Mozaïek van Orpheus met dieren. Musée d'Arles antique.

Orpheus vindt zijn oorsprong in Thracië of, mogelijk, noordelijker. Hij zou van oorsprong een sjamaan geweest kunnen zijn.[5] Hij bezat volgens de overlevering immers het vermogen om de bezielde en onbezielde natuur in vervoering te brengen met zijn uitmuntende zangkunst en lierspel. Daarnaast vond hij zijn weg naar de Hades, waar hij met zijn kunsten de vorsten overhaalde hem zijn overleden vrouw Eurydice terug te geven. Hij kende dus de geheimen van de onderwereld. Orpheus vond de dood doordat hij aan stukken gescheurd werd door bacchanten, vrouwelijke volgelingen van Dionysus, die eveneens aan stukken gescheurd werd en daarna herboren is. Dit is geduid als sjamanistisch inwijdingsritueel. Na zijn dood zou Orpheus' hoofd zijn blijven praten en orakels geven. Voor Grieken gold hij dan ook als een exotische wonderdoener.

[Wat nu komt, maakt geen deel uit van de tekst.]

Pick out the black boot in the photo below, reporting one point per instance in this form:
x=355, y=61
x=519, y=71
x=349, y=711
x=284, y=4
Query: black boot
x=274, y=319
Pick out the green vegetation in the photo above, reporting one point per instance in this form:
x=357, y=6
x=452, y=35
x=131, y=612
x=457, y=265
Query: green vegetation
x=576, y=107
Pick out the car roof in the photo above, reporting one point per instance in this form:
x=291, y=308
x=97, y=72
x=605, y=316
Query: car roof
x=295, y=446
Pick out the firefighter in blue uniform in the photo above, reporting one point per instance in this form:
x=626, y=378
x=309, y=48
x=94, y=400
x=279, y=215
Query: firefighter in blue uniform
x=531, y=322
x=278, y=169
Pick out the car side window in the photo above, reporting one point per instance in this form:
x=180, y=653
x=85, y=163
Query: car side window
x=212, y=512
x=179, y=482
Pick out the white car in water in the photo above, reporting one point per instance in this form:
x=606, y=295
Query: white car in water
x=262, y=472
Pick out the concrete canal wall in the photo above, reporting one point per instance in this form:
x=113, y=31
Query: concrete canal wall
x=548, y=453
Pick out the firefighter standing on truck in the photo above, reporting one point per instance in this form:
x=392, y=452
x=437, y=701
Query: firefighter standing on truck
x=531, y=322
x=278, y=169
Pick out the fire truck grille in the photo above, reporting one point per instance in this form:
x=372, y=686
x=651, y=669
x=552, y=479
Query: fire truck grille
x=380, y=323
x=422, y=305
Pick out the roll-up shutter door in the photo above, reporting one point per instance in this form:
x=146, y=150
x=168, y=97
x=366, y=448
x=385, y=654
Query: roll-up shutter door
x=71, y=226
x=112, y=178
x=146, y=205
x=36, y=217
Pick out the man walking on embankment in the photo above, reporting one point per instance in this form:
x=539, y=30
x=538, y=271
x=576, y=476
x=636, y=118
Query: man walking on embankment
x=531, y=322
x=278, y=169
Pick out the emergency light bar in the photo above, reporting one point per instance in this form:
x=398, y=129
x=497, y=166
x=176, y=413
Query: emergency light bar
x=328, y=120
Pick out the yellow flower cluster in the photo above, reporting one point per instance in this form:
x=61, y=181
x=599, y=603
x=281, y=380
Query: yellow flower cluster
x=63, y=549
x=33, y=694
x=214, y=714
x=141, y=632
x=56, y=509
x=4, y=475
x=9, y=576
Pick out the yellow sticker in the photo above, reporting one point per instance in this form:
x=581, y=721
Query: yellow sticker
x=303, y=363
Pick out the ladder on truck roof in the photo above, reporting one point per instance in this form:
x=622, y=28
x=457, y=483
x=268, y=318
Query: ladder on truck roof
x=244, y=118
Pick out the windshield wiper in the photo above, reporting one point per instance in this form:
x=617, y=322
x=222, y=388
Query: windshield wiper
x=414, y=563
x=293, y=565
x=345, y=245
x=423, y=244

Aan Orpheus als 'de grote sjamaan uit het verleden' werden aanvankelijk dan ook teksten toegeschreven die een religieus-sjamanistisch karakter hadden. Zo circuleerden teksten met magische spreuken onder zijn naam, en moet ooit een Afdaling naar de Hades bestaan hebben, waarin Orpheus verslag doet van zijn tocht naar het schimmenrijk en wat hij daar zag.[6] Vervolgens werd in de late zesde en vroege vijfde eeuw v.Chr. zijn naam verbonden met allerlei teksten die de waarheid zouden onthullen over de lotsbestemming van de ziel en de heilige geschiedenis van de goden.[7] Zulke toeschrijvingen verschaften de tekst of de overtuiging autoriteit door het gezag en de vermeende ouderdom van die mythische figuur.[3]

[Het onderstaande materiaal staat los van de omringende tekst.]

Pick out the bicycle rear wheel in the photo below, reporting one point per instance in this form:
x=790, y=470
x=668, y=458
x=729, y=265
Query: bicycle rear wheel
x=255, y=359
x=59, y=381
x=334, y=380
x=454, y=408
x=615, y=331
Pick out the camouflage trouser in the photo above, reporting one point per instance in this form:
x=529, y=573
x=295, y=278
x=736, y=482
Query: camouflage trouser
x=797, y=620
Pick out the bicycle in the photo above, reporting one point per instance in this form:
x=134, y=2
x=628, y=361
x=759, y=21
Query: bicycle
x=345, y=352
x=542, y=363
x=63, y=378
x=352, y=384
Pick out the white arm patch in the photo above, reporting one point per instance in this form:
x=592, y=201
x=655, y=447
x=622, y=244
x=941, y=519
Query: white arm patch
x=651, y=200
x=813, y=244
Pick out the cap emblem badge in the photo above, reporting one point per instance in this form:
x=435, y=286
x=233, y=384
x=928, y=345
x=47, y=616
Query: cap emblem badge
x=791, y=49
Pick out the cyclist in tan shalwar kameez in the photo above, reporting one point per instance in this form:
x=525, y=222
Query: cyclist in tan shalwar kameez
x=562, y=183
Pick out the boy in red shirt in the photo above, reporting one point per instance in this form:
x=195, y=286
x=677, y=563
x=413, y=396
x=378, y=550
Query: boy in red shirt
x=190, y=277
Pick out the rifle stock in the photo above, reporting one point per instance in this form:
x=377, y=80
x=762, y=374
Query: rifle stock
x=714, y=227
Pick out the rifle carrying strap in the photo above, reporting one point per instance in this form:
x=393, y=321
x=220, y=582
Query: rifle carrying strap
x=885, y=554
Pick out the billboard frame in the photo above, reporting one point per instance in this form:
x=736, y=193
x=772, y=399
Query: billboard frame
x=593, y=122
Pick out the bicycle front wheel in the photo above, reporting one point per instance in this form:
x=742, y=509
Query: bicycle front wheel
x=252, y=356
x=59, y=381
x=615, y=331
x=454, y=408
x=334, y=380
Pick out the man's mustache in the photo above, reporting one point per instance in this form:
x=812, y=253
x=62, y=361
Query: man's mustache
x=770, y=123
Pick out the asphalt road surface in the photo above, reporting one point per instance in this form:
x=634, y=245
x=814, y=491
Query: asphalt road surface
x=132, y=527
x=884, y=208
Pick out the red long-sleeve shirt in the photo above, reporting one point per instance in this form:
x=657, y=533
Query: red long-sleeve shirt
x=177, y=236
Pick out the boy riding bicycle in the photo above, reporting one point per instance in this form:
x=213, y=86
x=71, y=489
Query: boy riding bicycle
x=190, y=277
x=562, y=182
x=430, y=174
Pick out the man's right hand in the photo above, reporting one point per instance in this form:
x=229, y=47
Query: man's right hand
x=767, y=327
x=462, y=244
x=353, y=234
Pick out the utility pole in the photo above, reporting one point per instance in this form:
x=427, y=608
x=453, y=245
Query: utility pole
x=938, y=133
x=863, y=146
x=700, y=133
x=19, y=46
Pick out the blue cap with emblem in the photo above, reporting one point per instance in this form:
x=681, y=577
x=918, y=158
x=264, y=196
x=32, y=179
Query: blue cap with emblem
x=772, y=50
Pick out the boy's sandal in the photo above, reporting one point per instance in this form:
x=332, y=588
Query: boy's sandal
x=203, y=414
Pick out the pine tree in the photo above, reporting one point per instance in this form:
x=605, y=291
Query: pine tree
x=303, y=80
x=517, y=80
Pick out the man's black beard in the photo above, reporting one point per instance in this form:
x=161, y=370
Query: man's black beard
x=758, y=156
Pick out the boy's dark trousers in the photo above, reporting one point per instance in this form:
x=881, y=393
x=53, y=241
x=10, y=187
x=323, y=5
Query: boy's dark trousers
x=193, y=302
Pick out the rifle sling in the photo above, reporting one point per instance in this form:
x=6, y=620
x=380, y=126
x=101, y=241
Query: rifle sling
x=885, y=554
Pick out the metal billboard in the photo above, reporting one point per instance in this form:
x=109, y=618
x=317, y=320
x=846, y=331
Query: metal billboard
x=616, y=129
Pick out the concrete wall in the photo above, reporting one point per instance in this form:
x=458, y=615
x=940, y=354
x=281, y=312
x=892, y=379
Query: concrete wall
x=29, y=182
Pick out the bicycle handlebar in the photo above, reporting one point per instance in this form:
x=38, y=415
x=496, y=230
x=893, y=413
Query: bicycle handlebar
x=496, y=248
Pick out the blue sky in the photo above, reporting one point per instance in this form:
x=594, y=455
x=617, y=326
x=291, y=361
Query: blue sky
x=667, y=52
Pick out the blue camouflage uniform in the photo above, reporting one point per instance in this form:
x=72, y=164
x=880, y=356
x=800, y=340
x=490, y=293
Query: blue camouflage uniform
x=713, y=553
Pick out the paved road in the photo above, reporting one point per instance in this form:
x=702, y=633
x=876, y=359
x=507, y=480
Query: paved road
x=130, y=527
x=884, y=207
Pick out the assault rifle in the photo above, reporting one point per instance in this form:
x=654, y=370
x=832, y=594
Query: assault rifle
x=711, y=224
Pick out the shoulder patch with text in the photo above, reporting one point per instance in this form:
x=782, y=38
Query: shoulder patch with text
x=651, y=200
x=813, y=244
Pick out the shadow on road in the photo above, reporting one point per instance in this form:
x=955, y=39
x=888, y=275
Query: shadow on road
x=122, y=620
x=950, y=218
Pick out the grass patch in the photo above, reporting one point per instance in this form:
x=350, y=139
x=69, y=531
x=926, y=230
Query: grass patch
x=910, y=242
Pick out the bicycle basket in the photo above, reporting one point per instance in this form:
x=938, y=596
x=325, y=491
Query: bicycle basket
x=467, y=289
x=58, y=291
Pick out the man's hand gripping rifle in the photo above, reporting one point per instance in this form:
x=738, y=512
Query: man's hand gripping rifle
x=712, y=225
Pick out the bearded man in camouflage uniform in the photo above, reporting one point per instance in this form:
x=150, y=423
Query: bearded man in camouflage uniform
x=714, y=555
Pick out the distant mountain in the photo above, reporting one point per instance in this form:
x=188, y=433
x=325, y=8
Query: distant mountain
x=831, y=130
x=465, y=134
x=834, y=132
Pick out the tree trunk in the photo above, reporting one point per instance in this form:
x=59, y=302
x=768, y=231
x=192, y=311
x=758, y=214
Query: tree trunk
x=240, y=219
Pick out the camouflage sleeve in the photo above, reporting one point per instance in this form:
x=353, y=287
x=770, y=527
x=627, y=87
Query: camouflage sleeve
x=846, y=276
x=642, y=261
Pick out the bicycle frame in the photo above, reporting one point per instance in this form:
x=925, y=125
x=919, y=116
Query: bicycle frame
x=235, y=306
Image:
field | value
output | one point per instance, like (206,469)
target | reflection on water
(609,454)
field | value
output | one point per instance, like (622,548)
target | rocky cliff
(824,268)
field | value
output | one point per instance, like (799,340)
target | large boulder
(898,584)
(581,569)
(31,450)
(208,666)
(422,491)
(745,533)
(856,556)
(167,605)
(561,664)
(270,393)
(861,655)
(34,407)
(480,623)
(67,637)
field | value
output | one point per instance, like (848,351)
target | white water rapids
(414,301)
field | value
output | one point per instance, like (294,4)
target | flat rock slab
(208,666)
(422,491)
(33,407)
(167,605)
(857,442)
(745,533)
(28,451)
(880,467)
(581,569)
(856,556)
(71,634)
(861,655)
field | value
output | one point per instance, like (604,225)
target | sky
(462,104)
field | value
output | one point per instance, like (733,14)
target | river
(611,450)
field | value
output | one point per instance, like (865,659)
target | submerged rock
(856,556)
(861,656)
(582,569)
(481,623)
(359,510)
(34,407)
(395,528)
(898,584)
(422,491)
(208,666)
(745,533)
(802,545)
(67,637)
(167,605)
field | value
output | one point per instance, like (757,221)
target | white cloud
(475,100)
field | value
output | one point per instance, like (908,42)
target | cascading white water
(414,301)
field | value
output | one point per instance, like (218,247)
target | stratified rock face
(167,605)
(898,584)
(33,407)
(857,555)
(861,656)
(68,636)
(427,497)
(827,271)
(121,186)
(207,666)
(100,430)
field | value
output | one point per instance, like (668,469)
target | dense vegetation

Gouden plaat met orfisch gebed. Gevonden ineen bronzen urn in Tessaglia. Datering: 4e eeuw v.Chr. Thans bewaard in het J.P. Getty-museum. Vertaling tekst: 'I am parched with thirst and I perish. But give me to drink from the everflowing spring. On the right is a white cypress. “Who are you? From where are you?” I am the son of Earth and starry Heaven. But my race is heavenly.'

Als mysteriegodsdienst bleef bij orfici veel kennis binnen de besloten kring van geïnitieerde individuen. Dat leidt tot een karig beeld van de overtuigingen en geloofspraktijken die orfici eropna hielden. Bovendien was het orfisme niet geïnstitutionaliseerd, maar gevarieerd.[8] De nadruk lag, in tegenstelling tot de grote mysteriën van Eleusis en Samothrake, op individuele inwijding.[9] Enkele eigenschappen lijken echter gangbaar te zijn geweest onder de mensen die als orfici bekend waren. Diverse opvattingen die als orfisch golden, staan vermeld in de zogeheten gouden plaatjes (of tabletten) die gevonden zijn in graven, waarop gebeden staan die de overledene een voorspoedige overgang moesten bezorgen. Hier volgt een voorbeeld:

1 'Ik kom van de zuiveren, zuiveren, koningin van de onderwereldse wezens,
2 Eucles, Euboules en de andere onsterfelijke goden.
3 Omdat ook ik me erop beroem tot jullie gezegende ras te behoren,
4 maar het lot onderwierp me, en hij die verwondt vanaf de sterren met bliksem [Zeus].
5 Ik snelde voort uit de pijnlijke cirkel van diepe droefenis,
6 ik wierp mezelf met behendige voeten naar de zo verlangde kroon,
7 en ik stortte voor de schoot van mijn vrouwe, de onderaardse koningin:
8 "Blij en gelukkig, je zult een god zijn, je was van de sterfelijken."
9 Een kind, ik viel in de melk.'[10]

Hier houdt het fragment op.